The life story of John
Newton, who wrote Amazing Grace is like that.
He was shaken out of his proud, libertine life through the humbling
experiences in West Africa and nearly dying at sea. He was converted to God, but his life wasn’t
immediately made pure. He still
continued in the slave trade for another 7 years. He continued in studies for
the ministry, and was eventually ordained in 1764. Not until 1788, 40 years after his initial
conversion, did he publicly renounce slavery and speak out as an abolitionist.
Though it may not
happen on the schedule we think, God’s will for you is your sanctification (1 Thessalonians 4:3)—on His schedule. If you cannot see it right now, continue in
His grace. You will sin, you will be
humbled—but do not despair or give in! As
often as you realize your sin, seek His grace where He gives it—in your
Baptism, in the Absolution, and in His Body and Blood. The disciples were kept from understanding
the crucifixion before it happened, but that was part of His plan. He revealed to them when the time was right, and
on Pentecost, their eyes were opened to truly see, understand, and preach what
this suffering, death, and resurrection mean.

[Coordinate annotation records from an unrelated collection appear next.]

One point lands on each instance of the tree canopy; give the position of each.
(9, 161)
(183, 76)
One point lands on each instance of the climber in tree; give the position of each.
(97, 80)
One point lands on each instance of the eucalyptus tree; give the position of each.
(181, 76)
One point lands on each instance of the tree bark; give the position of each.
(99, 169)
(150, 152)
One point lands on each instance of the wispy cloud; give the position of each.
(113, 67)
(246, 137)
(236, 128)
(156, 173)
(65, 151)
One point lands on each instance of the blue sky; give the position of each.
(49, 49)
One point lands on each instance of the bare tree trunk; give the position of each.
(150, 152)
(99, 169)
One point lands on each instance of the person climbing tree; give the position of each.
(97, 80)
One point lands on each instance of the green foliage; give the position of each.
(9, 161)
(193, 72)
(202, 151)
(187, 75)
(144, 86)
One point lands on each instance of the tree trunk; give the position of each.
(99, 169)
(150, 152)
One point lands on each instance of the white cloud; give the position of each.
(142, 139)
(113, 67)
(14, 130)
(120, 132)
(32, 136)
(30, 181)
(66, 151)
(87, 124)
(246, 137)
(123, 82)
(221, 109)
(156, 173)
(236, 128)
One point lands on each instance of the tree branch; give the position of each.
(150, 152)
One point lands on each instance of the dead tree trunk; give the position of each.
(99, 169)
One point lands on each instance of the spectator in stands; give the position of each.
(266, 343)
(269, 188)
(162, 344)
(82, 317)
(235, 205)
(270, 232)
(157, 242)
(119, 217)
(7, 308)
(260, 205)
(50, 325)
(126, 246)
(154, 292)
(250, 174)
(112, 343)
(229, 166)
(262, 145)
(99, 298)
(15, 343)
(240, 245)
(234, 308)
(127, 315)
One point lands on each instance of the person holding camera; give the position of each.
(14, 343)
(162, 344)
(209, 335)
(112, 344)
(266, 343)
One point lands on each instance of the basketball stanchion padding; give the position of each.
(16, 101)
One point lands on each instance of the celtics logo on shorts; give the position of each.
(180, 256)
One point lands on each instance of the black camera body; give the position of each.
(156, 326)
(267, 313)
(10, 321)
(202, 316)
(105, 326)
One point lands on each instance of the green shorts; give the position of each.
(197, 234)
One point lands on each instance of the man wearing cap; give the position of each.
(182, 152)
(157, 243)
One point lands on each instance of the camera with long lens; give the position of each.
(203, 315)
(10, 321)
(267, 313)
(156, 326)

He will open your eyes and give you relief from your blindness in His
Though these are
unpleasant in the moment, the end result can only be credited to God: a stronger
faith, a heart that seeks Him alone, and a more steadfast hope while living in
this temporal life.
And all these teachings
put together—grace undeserved, grace passively received, grace revealed—give
all the credit to God. As St. Paul
writes in Ephesians 2: “By grace you
have been saved through faith. And this is not your own doing; it is the gift
of God, not a result of works, so that no one may boast. For we are his
workmanship, created in Christ Jesus for good works, which God prepared
beforehand, that we should walk in them.”
Rejoice, you saints of God, because He is accomplishing His work in you,
a people who praise and acknowledge Him, and who humbly live by His every Word,
and who prove the mighty works of God in the weak and lowly. Amen.